Mixing presentation and demonstration, we covered migrating workloads from RDDs to DataFrames, showed how ML persistence works across languages for saving and loading models, and shared the roadmap ahead.

With the webinar now accessible on-demand, you can view the webinar at will, download the presentation slides via the attachments tab as well as access the two notebooks that demonstrate how to migrate your ML workloads from RDDs to DataFrames.

Also, we answered many questions raised by webinar attendees below. If you have additional or related questions, check out the Databricks Forum or the new documentation resource.

Common Webinar Questions and Answers

Click on the question to see the answer.

  1. Can you please explain the distinction between (a) mllib vs ml, and (b) DataFrames vs DataSets?
  2. Most of the pipeline / dataframe based feature (tokenizer ) already available in 1.6 as well. What are the key / real new thing in MLlib 2.0?
  3. What is the difference between old ML features vectors and new ML features vectors? What does the conversion do?
  4. Do we need to consider data normalization in the new API? e.g., z-score?
  5. Can we expect a k-Nearest-Neighbors implementation in Spark ML/MLlib any time soon?
  6. Could you show a few examples to use parameter matrix during model validation?
  7. Can I save model from mllib pyspark and load the model in scala?
  8. Will the UC Berkeley / edX / Databricks classes be modified to reflect these spark.ml modifications?
  9. So spark.mllib is RDD based and new spark.ml is data frame based?
  10. What kind of ML algorithms will benefit from Tungsten/Catalyst (once ML is ported onto SparkSQL), just memory heavy ones or also communication-heavy ones?

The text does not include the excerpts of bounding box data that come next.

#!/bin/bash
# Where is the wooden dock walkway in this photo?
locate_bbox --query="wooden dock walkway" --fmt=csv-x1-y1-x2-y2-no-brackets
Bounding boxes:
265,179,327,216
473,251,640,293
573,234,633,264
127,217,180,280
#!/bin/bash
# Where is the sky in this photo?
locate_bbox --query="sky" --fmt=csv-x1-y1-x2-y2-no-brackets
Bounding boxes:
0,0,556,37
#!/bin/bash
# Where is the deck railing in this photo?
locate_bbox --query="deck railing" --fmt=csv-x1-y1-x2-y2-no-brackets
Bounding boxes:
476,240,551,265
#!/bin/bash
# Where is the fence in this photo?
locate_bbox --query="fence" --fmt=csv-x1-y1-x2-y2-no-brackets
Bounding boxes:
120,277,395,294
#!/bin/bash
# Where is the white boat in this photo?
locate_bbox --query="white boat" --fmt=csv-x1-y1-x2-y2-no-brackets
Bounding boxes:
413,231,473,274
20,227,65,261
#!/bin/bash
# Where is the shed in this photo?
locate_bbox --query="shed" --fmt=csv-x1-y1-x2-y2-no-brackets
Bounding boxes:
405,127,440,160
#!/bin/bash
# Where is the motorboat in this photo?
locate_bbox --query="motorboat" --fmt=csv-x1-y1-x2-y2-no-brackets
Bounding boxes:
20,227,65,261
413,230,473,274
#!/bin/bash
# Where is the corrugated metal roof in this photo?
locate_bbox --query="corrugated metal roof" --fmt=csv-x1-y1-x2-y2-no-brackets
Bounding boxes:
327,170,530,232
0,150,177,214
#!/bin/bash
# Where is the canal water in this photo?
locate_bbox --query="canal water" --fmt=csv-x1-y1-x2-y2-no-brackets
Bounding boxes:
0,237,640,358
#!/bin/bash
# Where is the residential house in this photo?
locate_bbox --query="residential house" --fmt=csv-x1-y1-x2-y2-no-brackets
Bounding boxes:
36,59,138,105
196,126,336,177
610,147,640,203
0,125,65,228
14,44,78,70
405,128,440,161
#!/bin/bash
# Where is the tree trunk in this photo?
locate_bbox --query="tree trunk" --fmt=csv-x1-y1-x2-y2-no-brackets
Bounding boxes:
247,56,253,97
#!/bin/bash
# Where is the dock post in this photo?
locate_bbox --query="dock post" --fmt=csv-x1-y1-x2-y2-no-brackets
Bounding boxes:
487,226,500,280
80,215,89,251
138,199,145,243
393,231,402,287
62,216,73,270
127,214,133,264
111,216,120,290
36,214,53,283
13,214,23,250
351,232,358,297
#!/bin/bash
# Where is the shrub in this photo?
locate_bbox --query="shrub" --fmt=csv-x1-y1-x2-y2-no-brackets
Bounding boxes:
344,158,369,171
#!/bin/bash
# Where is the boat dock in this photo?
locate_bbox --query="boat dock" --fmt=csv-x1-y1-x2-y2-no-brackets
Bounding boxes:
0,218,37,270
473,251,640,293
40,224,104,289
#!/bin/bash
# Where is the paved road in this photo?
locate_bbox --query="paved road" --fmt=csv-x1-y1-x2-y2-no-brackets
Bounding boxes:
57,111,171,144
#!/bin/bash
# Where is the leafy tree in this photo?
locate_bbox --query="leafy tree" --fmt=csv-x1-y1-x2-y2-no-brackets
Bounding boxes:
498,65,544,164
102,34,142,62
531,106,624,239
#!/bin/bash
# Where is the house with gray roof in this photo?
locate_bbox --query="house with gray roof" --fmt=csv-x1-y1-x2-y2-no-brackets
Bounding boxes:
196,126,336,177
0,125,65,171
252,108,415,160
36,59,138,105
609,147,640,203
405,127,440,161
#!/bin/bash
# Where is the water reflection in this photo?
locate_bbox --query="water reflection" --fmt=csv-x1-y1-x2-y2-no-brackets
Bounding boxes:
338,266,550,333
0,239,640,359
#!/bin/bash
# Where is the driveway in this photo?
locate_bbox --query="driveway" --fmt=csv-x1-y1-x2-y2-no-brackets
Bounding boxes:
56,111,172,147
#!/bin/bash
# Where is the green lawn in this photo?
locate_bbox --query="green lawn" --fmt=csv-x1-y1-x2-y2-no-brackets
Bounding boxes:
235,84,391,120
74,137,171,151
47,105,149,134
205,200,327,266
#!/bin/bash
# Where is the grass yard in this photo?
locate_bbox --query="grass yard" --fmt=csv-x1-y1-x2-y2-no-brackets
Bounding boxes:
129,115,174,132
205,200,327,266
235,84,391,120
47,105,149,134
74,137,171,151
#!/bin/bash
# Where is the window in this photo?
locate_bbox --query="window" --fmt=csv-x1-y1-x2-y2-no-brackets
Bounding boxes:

E.g. we see RandomForest being up to 100 times slower than local, sklearn counterparts.
  11. While this ML persistence is nice, but do you run into naming collision? i.e., variables/dataframe in current environment having same name with variables/df from loaded pipeline?
  12. Can you share a quick example of sharing a pipeline among different languages?
  13. Can I save model from mllib pyspark and load the model in scala?
  14. Do the Databricks notebooks allow us to experiment with the streaming modeling algorithms? Did those change much from 1.6 to 2.x?
  15. Is Random Forest package available for Spark R API?
  16. What is upper limit of the length of the feature vector, say for k-means? or is there a limit?
  17. Above demo source code is available to public?
  18. Will udf transforming Datasets be optimized by Catalyst or Tungsten?
  19. Is the Spark Dataset superseding Dataframes? Will ML run on Datasets?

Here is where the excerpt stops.